In court papers, Habba questioned the legal basis for Engoron’s contempt ruling Monday, arguing that Trump had responded properly to the subpoena and that Attorney General Letitia James’ office failed to show his conduct “was calculated to defeat, impair, impede, or prejudice” its investigation.
James’ office refused to engage in “good-faith discussions” before seeking to have Trump fined, Habba argued. In a statement after the ruling Monday, Habba said: “All documents responsive to the subpoena were produced to the attorney general months ago.”
In a statement Wednesday, James said Engoron’s order was clear on Trump being in contempt of court.
“We’ve seen this playbook before, and it has never stopped our investigation of Mr. Trump and his organization,” James said. “This time is no different.”
In another subpoena fight, Trump is challenging Engoron’s Feb. 17 ruling requiring that he answer questions under oath. James has said that the probe uncovered evidence that Trump may have misstated the value of assets like skyscrapers and golf courses for more than a decade. Oral arguments in that appeal are scheduled for May 11.
Along with its subpoena for Trump’s testimony, James’ office issued a subpoena for numerous documents, including paperwork and communications pertaining to his financial statements, financing and debt for a Chicago hotel project and development plans for his Seven Springs Estate north of New York City, and even communications with Forbes magazine, where he sought to burnish his image as a wealthy businessman.
James, a Democrat, asked Engoron to hold Trump in contempt after he failed to produce any documents by a March 31 court deadline. In his ruling, Engoron said that Trump and his lawyers not only failed to meet the deadline, but also failed to document the steps they had taken to search for the documents.
Instead, “Trump produced 16 pages of boilerplate objections and a four-page affirmation by counsel that states, summarily, that Mr. Trump was unable to locate any responsive documents in his custody,” Engoron said in a written version of his ruling. “The affirmation fails to identify what search methods were employed, where they were employed, by whom they were employed, and where such searches took place.”
Habba, arguing at a hearing Monday, insisted that she went to great lengths to comply with the subpoena, even traveling to Trump’s home in Florida to ask him specifically whether he had in his possession any documents that would be responsive to the demand.

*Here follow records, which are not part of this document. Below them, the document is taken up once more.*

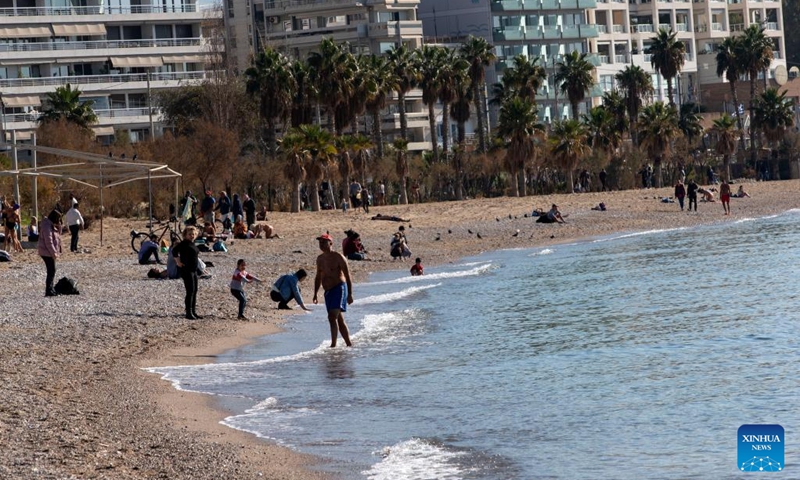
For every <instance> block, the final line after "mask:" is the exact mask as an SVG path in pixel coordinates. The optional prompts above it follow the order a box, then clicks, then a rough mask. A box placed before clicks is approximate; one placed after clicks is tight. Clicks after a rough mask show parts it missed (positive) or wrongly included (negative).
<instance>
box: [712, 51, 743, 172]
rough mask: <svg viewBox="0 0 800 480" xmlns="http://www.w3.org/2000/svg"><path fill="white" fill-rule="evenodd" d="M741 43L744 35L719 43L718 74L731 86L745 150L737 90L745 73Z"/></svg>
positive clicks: (742, 146) (717, 65)
mask: <svg viewBox="0 0 800 480" xmlns="http://www.w3.org/2000/svg"><path fill="white" fill-rule="evenodd" d="M741 43H742V37H728V38H726V39H725V40H723V41H722V43H721V44H719V47H717V76H718V77H722V76H723V75H724V76H725V80H727V81H728V84H729V85H730V87H731V98H732V99H733V111H734V115H736V122H737V123H738V125H739V138H740V139H741V141H742V150H744V149H745V144H744V122H743V121H742V115H741V113H740V112H739V94H738V92H737V91H736V83H737V82H738V81H739V77H741V76H742V74H743V73H745V72H744V71H743V70H742V67H743V65H742V64H741V62H739V60H738V59H737V58H736V52H737V51H740V50H741V48H742V47H741ZM728 173H730V172H728Z"/></svg>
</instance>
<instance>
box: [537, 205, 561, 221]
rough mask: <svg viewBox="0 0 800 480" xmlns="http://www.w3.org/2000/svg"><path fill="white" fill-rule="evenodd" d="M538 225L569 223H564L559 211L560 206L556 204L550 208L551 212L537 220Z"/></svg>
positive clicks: (540, 216)
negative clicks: (559, 207) (539, 224)
mask: <svg viewBox="0 0 800 480" xmlns="http://www.w3.org/2000/svg"><path fill="white" fill-rule="evenodd" d="M536 223H567V222H565V221H564V217H563V216H561V212H560V211H559V210H558V205H556V204H555V203H554V204H553V206H552V207H550V211H548V212H547V213H546V214H544V215H540V216H539V218H537V219H536Z"/></svg>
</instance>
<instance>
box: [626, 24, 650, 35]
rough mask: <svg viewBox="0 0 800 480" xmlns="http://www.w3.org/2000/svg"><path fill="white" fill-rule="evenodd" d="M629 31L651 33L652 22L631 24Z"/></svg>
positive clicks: (640, 32) (636, 32)
mask: <svg viewBox="0 0 800 480" xmlns="http://www.w3.org/2000/svg"><path fill="white" fill-rule="evenodd" d="M631 33H653V24H652V23H643V24H641V25H631Z"/></svg>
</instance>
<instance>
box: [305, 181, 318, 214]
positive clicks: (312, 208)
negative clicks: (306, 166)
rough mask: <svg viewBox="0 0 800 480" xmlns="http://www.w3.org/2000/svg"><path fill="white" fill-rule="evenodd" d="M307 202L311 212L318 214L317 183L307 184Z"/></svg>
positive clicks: (309, 182) (317, 192)
mask: <svg viewBox="0 0 800 480" xmlns="http://www.w3.org/2000/svg"><path fill="white" fill-rule="evenodd" d="M308 189H309V190H310V192H308V201H309V202H311V211H312V212H319V211H320V207H319V181H318V180H311V181H309V182H308Z"/></svg>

Habba noted that Trump does not send emails or text messages and has no work computer “at home or anywhere else.” She described the search for documents as “diligent,” but Engoron took issue with the lack of detail in her written response to the subpoena and questioned why it didn’t include an affidavit from Trump himself.
“You can’t just stand here and say I searched this and that,” Engoron said.
Trump, a Republican, is suing James in federal court in an effort to stop her investigation. He recently labeled her an “operative for the Democrat Party” and said her investigation and a parallel criminal probe overseen by Manhattan District Attorney Alvin Bragg, another Democrat, are “a continuation of the greatest Witch Hunt of all time.”
Bragg said this month that the three-year-old criminal investigation he inherited in January from his predecessor, Cyrus Vance Jr., is continuing “without fear or favor” despite a recent shakeup in the probe’s leadership. Trump’s lawyers contend that James is using her civil investigation to gain access to information that could then be used against him in the criminal probe.
So far, the district attorney’s investigation has resulted only in tax fraud charges against Trump’s company, the Trump Organization, and its longtime finance chief Allen Weisselberg relating to lucrative fringe benefits such as rent, car payments and school tuition. The company and Weisselberg have pleaded not guilty.
James’ investigation is covering much of the same ground, focusing in part on what the attorney general said is a pattern of misleading banks and tax authorities about the value of his properties.
Assistant Attorney General Andrew Amer told Engoron that the probe was being hampered “because we don’t have evidence from the person at the top of this organization.” He said the failure to turn documents over in response to the subpoena was “effectively Mr. Trump thumbing his nose at this court’s order.”